FILE PHOTO: Oil tankers sail along Nakhodka Bay near the port city of Nakhodka, Russia August 12, 2022. REUTERS/Tatiana Meel/File Photo
By Laura Sanicola
(Reuters) -Oil prices fell by $1 on Thursday following a major U.S. refinery outage and as sticky inflation dampened hopes for near-term U.S. interest rate cuts, but worries that Iran might attack Israeli interests kept crude near six-month highs.
Brent crude futures were down 68 cents, or 0.8%, to $89.80 a barrel at 11:07 a.m. EST (1607 GMT). U.S. West Texas Intermediate crude futures lost 91 cents or 1.1%, to $85.30 a barrel. Both benchmarks were down more than $1 before bouncing off session lows.
A power outage shut multiple fuel-producing units at Motiva Enterprise’s massive 626,600 barrel per day Port Arthur, Texas facility on Wednesday.
Idling and stabilizing the multiple units shut by the power outage will take up to 35 hours, Motiva said in a regulatory filing, without specifying a timeline for restarting the units.

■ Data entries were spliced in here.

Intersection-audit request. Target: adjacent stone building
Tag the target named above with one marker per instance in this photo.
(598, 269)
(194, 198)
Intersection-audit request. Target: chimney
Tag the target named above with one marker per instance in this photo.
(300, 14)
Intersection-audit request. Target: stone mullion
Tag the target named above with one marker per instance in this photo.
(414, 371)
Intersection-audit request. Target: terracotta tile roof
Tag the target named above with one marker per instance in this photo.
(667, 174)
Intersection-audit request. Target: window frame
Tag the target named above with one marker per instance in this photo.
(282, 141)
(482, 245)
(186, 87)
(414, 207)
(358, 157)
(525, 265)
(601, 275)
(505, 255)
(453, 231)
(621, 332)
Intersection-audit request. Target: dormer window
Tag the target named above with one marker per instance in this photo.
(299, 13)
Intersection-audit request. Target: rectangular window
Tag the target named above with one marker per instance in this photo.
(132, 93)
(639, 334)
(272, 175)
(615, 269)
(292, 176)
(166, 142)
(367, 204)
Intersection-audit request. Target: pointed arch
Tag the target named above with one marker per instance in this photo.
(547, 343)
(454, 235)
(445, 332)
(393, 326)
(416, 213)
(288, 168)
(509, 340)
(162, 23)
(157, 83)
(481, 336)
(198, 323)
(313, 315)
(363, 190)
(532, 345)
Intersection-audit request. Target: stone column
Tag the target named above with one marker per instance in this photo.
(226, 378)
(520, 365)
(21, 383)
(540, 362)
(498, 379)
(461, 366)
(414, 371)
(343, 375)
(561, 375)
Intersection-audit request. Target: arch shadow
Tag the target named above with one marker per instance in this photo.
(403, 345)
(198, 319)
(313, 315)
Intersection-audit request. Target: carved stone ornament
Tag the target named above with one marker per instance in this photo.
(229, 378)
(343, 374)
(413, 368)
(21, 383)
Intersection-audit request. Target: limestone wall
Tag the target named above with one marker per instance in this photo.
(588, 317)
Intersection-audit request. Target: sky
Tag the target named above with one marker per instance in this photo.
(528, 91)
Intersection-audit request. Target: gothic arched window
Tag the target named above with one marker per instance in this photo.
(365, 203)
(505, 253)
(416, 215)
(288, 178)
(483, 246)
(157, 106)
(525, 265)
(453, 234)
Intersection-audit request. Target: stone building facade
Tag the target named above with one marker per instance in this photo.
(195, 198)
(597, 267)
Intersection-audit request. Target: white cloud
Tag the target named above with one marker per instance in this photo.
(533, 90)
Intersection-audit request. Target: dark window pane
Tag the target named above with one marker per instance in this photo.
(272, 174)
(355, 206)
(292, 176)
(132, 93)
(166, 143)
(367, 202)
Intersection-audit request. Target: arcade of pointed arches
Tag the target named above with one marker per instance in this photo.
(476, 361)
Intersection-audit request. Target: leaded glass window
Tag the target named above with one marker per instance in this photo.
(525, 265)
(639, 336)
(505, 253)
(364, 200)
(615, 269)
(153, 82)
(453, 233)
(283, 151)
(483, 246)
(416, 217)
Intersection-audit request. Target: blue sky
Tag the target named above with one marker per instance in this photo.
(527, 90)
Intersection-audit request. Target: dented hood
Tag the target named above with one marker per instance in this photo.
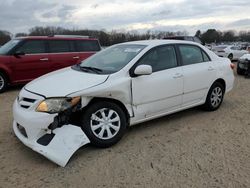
(64, 82)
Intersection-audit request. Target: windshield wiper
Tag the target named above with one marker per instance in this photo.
(93, 69)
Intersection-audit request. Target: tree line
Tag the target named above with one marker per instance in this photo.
(114, 37)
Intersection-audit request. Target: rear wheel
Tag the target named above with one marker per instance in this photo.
(214, 97)
(3, 82)
(104, 123)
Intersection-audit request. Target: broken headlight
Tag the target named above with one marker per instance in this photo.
(56, 105)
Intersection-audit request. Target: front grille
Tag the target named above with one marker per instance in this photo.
(22, 130)
(26, 102)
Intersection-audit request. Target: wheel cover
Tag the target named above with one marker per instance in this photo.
(216, 97)
(105, 123)
(1, 82)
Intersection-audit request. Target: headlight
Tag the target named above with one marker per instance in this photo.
(55, 105)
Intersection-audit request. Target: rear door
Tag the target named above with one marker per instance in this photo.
(87, 47)
(62, 53)
(33, 64)
(198, 71)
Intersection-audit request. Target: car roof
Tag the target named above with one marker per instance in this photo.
(160, 42)
(62, 37)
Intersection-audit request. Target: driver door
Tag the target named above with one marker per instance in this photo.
(161, 91)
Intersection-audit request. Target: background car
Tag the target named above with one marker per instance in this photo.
(231, 52)
(23, 59)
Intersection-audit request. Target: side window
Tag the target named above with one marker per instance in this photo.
(205, 57)
(33, 47)
(190, 54)
(87, 45)
(59, 46)
(160, 58)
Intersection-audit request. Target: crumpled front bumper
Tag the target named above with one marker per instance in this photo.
(67, 139)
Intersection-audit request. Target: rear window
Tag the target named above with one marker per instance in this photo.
(32, 47)
(87, 45)
(59, 46)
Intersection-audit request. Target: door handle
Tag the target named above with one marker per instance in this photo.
(177, 75)
(44, 59)
(210, 69)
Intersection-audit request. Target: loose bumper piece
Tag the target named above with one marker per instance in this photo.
(65, 142)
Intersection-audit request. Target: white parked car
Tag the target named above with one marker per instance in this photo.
(231, 52)
(120, 86)
(243, 64)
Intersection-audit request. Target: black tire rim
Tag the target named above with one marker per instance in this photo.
(216, 97)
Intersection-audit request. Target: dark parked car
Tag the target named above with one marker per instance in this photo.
(188, 38)
(23, 59)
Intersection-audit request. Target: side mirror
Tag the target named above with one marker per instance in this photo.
(143, 70)
(18, 53)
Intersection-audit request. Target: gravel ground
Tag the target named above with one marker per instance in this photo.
(192, 148)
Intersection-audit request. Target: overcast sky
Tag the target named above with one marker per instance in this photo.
(141, 15)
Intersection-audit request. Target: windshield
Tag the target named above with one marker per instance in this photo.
(111, 59)
(8, 46)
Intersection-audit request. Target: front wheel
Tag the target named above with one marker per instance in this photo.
(230, 56)
(239, 70)
(104, 123)
(214, 97)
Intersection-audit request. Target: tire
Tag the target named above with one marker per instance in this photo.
(230, 56)
(214, 97)
(104, 123)
(239, 70)
(3, 82)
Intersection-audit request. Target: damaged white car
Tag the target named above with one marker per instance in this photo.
(125, 84)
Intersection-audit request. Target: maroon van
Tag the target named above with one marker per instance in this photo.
(26, 58)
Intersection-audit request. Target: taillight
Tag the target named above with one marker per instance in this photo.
(232, 66)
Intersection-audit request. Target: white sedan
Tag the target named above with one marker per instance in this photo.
(231, 52)
(123, 85)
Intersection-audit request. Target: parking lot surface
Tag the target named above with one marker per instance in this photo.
(192, 148)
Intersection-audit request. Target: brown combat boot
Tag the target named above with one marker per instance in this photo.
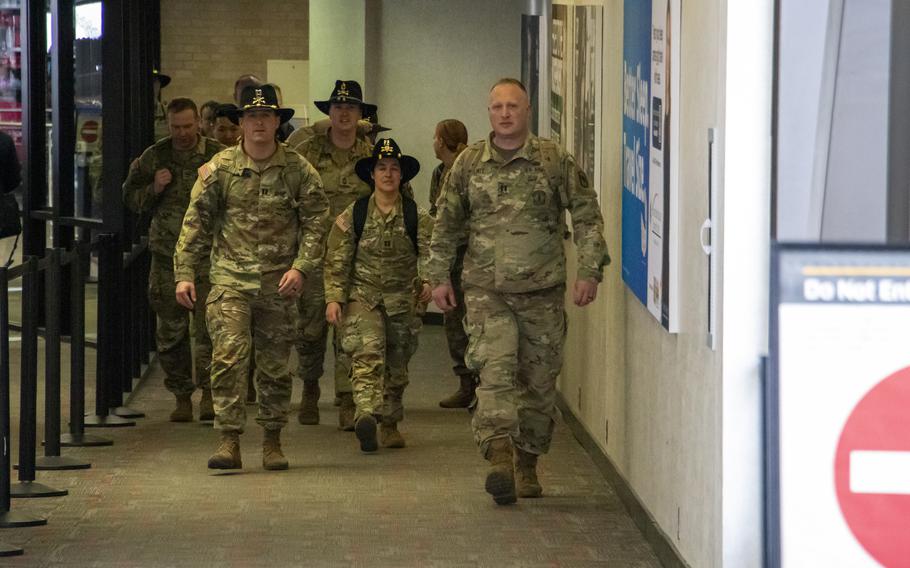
(463, 396)
(206, 406)
(309, 405)
(227, 456)
(500, 481)
(346, 412)
(366, 433)
(390, 436)
(526, 482)
(184, 410)
(272, 456)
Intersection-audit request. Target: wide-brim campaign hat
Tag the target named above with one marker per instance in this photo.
(257, 97)
(387, 148)
(163, 80)
(349, 93)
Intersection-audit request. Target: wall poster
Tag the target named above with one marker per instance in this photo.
(650, 170)
(559, 30)
(588, 90)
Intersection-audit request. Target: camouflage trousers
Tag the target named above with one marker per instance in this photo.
(516, 344)
(237, 321)
(312, 331)
(453, 321)
(172, 330)
(380, 347)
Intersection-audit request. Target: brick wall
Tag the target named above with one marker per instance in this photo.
(207, 44)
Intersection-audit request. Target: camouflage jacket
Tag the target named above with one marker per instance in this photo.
(336, 169)
(256, 221)
(168, 207)
(383, 267)
(514, 214)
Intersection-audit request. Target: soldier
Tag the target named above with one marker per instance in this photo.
(510, 193)
(371, 270)
(159, 185)
(450, 139)
(333, 153)
(260, 208)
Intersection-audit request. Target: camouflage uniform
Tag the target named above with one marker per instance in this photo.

Prolonged refinery outages typically dampen crude oil demand and drive more crude oil into inventories.
“This is a mammoth refinery and a long downturn could be negative for crude,” said Bob Yawger, director of energy futures at Mizuho.
It will be difficult to maintain Brent above $90 a barrel in the second half of the year without actual supply disruption associated with geopolitical events, said global energy strategist Vikas Dwivedi of Macquarie.
“As a result, we expect oil to turn bearish as the year progresses due to non-OPEC supply growth, a material amount of OPEC+ spare capacity re-entering the market, and the potential that continuing inflation softens demand.”
Minutes from the U.S. Federal Reserve showed officials worried that progress on inflation might have stalled and a longer period of tight monetary policy would be needed.
Investors who had expected a rate cut in June now see September as a likelier timing, following a third straight consumer inflation reading that exceeded forecasts.
In Europe, central bank officials kept borrowing costs at a record high as expected, but signalled the ECB may soon cut rates.
Slower rate cuts could crimp oil demand, yet OPEC stuck to its forecast for relatively strong global demand growth in 2024.
The International Energy Agency will announce its expectations in its monthly report on Friday.
Meanwhile, traders worried that Iran might retaliate for a suspected Israeli air strike on its embassy in Syria on April 1. U.S. Secretary of State Antony Blinken has vowed that the U.S. will stand with Israel against any threats by Iran.
This week, Israel and Hamas began a fresh round of negotiations in their more than six-month-old Gaza war but those talks have yielded no agreement.